Not that the 310S is much less sharp. The inputs are still almost telepathic and its ability to get round corners ridiculously efficient. Compared with your average ‘sporty’ car, it is still positively unhinged. It is just dialled back to more palatable levels.
To me though, I would buy a Caterham because I want a mini race car. I want to fear it and find it captivating in equal measure, to be drawn in by its uncompromising charms and pushed away by its intent on giving me a long-term spinal injury. I want it to make my daily driver seem so bland and numb it may as well be a Vauxhall Vectra.
There are some negatives common to both models, it must be said, mainly that getting the back end to act out takes serious effort. More than you should put in on a public road. And that it is, sadly, way too easy to bump up the price considerably above the £23,495 price of the bog-standard 310 kit (it costs £2,500 extra if you want it built for you).

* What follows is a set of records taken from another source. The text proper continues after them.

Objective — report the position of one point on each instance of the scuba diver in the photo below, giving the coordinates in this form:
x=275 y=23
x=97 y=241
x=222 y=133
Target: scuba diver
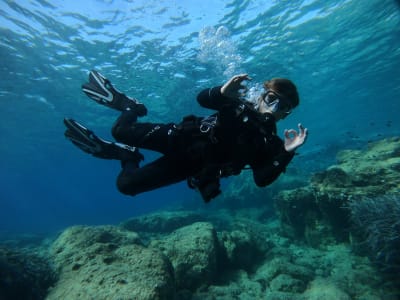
x=200 y=150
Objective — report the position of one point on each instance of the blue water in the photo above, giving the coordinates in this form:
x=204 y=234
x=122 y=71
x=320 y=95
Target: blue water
x=344 y=57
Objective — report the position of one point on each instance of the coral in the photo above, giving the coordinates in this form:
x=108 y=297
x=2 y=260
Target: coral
x=376 y=222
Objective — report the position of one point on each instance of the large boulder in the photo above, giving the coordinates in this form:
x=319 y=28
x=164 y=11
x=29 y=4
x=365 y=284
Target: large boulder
x=193 y=252
x=24 y=274
x=107 y=262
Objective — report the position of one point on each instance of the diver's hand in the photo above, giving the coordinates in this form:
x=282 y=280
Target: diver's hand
x=294 y=139
x=233 y=88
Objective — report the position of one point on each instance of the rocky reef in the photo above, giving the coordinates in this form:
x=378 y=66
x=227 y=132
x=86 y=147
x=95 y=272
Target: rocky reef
x=317 y=248
x=317 y=212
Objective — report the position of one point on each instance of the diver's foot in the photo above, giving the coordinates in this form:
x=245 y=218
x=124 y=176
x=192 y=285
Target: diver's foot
x=88 y=142
x=103 y=92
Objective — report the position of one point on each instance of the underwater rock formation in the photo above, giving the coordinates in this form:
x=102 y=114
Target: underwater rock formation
x=193 y=252
x=246 y=260
x=316 y=213
x=106 y=262
x=24 y=274
x=376 y=228
x=164 y=222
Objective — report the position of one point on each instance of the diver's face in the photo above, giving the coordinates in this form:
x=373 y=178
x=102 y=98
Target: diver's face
x=276 y=104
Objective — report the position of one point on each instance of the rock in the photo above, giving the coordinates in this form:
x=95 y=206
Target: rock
x=193 y=253
x=273 y=272
x=323 y=289
x=286 y=283
x=239 y=287
x=164 y=222
x=241 y=250
x=317 y=213
x=24 y=274
x=107 y=262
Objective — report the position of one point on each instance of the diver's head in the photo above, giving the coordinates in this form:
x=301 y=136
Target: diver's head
x=279 y=98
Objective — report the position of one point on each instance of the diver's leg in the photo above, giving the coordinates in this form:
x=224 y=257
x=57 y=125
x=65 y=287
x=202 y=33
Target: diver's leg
x=89 y=142
x=162 y=172
x=151 y=136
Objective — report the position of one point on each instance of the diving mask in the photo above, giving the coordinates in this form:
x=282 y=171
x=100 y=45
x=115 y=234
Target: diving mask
x=275 y=102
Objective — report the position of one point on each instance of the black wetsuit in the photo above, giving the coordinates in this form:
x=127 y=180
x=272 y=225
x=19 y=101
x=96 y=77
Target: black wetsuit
x=241 y=136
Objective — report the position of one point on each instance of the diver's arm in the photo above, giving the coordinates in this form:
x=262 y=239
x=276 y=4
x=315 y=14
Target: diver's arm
x=219 y=96
x=268 y=172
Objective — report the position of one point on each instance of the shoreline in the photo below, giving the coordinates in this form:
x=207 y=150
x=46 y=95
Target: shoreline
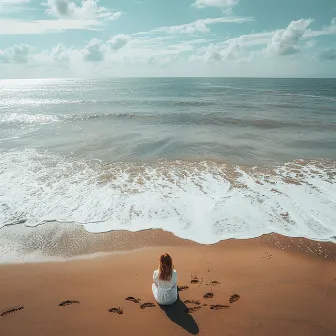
x=285 y=286
x=61 y=242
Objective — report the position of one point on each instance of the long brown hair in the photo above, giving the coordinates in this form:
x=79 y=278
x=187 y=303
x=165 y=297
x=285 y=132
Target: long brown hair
x=165 y=267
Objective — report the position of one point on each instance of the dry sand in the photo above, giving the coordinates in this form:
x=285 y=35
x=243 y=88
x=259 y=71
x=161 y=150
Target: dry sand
x=285 y=287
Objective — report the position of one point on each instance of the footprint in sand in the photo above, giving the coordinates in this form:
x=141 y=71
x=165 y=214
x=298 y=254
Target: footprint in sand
x=194 y=280
x=68 y=303
x=192 y=309
x=11 y=311
x=196 y=302
x=116 y=311
x=182 y=288
x=234 y=298
x=147 y=305
x=132 y=299
x=217 y=307
x=208 y=295
x=267 y=256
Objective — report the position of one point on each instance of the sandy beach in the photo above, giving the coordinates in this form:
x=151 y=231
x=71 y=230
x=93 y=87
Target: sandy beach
x=270 y=285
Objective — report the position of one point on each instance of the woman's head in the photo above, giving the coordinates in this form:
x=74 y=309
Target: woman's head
x=165 y=267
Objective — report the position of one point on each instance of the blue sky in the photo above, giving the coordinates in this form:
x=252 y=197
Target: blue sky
x=106 y=38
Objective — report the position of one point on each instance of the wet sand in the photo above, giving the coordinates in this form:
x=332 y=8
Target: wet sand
x=270 y=285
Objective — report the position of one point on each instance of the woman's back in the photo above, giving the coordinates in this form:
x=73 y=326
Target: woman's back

The 310S, as good as it is (not to mention cheaper), will appeal to someone who is happy taking it a bit steadier even though it is still a fast car. It is for the person who cares less about setting a fast lap time and more about making a Sunday drive to a picturesque pub in the country special.
Because ultimately any Caterham will receive huge amounts of positive attention (particularly in orange, it seems) and it will probably lose zero money if you look after it. You will have bags of fun, too, and it will enrich your motoring lifestyle no end.
Caterham 310S vs 310R: So which one is the winner?
To be honest, the Caterham 310 really is a sweet spot in the range. Fast enough to excite, but without being as much of a handful as the heavier 2.0-litre alternatives, it is an exceptionally well-balanced offering.
For me though, if I wanted to pootle along we would be happy in the plucky Seven 160. But for bringing a road to life, that capital ‘R’ is the way to go ─ and one that would probably end up killing me. But then what a way to go, eh?